Only Ionis Pharmaceuticals in-play

According to the above, only Alnylam and Ionis Pharmaceuticals with multiple important drug candidates about to be approved over the next 3-4 years would fulfill the requirement for adding needle-moving near-term revenue growth to a large acquirer.  With a $13B market cap already and a power-hungry management to build the most successful biotech company in history, I do not see large companies ultimately offering the ~$40B it would likely take for a successful bid for the company.

By contrast, Ionis Pharmaceuticals with a market cap of $6B and a likely more robust stream of oligo drugs hitting the market (Spinraza for SMA last year, Inotersen for TTR amyloidosis and an ApoCIII-lowering drug this year alone) appears to me a more realistic target despite its history of engaging in multiple partnerships with a number of large pharmaceutical companies, partly in an effort to make it a less appealing takeover target.

The likely acquirer would be Biogen, of course.  When Ionis and Biogen initially partnered to address in early 2012 on what has become the SPINRAZA blockbuster, Biogen quickly learned how powerful and widely applicable antisense technology could be for addressing CNS disorders.  In less than 2 years, the companies would sign another 3 partnerships ultimately covering numerous targets in the CNS which is where Biogen has gone on to firmly stake its future on.  

As we know today, giving away so fast so much of the upside to the CNS franchise was a mistake on Ionis' part as the CNS has emerged as the area of highest value to the current antisense platform full-stop.  SMA was only the beginning and diseases like Huntington’s, Alzheimer’s, ALS- you name the neurological disorder- suddenly seem within targeting reach.

Still, adding up the royalty payments and milestone payments for such licensed products would add up quite a bit.  In fact, SPINRAZA payments alone would justify Ionis' current market cap as it is growing into a multi-billion annual revenue drug and cornerstone to Biogen's SMA franchise.

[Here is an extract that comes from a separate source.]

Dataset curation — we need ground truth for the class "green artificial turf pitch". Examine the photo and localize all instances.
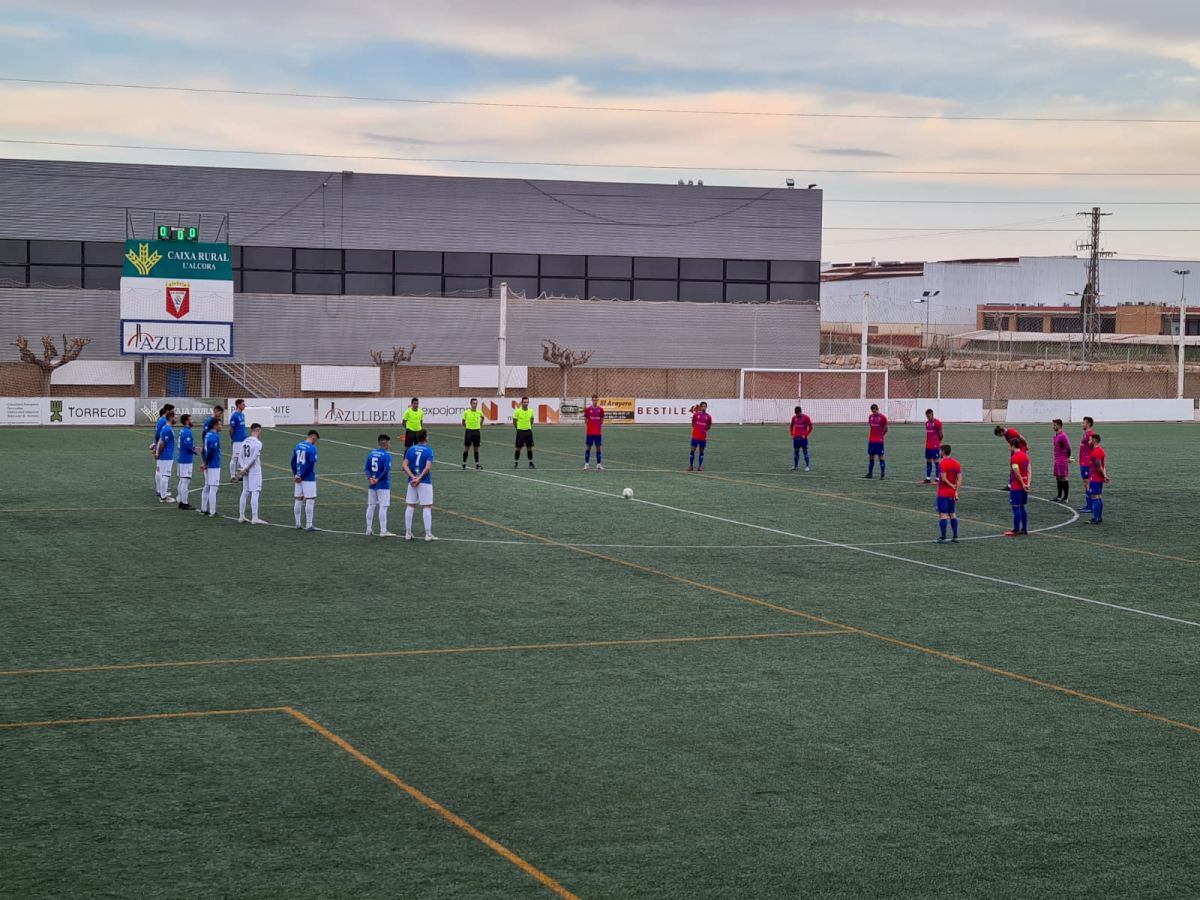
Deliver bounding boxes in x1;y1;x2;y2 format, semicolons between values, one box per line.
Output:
0;424;1200;898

Because other Ionis-licensed CNS product candidates would also address the root causes of diseases, they would similarly lend themselves to become cornerstones in new CNS franchises that Biogen is targeting, e.g. ALS.

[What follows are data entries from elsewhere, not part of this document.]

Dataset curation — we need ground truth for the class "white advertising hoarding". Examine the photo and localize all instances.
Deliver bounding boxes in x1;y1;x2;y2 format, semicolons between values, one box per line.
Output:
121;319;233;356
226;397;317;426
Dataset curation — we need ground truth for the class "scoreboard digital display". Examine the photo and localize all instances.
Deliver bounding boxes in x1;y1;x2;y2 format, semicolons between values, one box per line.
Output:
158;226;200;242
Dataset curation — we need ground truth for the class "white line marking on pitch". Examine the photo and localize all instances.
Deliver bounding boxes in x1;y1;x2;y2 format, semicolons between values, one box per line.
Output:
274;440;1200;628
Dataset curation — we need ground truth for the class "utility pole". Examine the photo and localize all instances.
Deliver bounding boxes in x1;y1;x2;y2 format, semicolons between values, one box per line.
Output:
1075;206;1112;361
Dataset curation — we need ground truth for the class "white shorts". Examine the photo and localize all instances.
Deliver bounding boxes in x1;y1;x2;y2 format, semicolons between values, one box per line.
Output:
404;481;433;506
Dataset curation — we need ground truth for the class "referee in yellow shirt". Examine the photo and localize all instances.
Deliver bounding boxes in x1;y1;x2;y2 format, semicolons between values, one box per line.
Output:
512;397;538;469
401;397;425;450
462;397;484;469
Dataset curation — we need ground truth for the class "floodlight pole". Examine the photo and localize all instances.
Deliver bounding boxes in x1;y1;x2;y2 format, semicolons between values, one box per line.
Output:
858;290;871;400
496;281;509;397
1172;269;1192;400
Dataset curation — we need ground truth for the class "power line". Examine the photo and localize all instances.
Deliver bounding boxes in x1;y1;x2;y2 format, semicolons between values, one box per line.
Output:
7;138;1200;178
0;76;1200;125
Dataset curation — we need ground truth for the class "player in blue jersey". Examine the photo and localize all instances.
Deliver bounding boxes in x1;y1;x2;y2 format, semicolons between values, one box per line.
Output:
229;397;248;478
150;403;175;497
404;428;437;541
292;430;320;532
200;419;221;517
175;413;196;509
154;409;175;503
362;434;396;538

So when Biogen’s CEO calls M&A valuations being reasonable and not over-stretched as frequently asserted by his colleagues and then goes on to mention recent CNS breakthroughs in SMA (à Spinraza), Huntington’s (watch out for knockdown data from phase I/IIa late Feb/early March), migraine, and multiple sclerosis, I cannot shake the feeling that Ionis will be the target of the big M&A move that everybody is expecting Biogen to make.  $20B and we have a deal. 

it could mean that the company that tried its best in the oligo space not to be an M&A target, Ionis, could be one of the next to be acquired.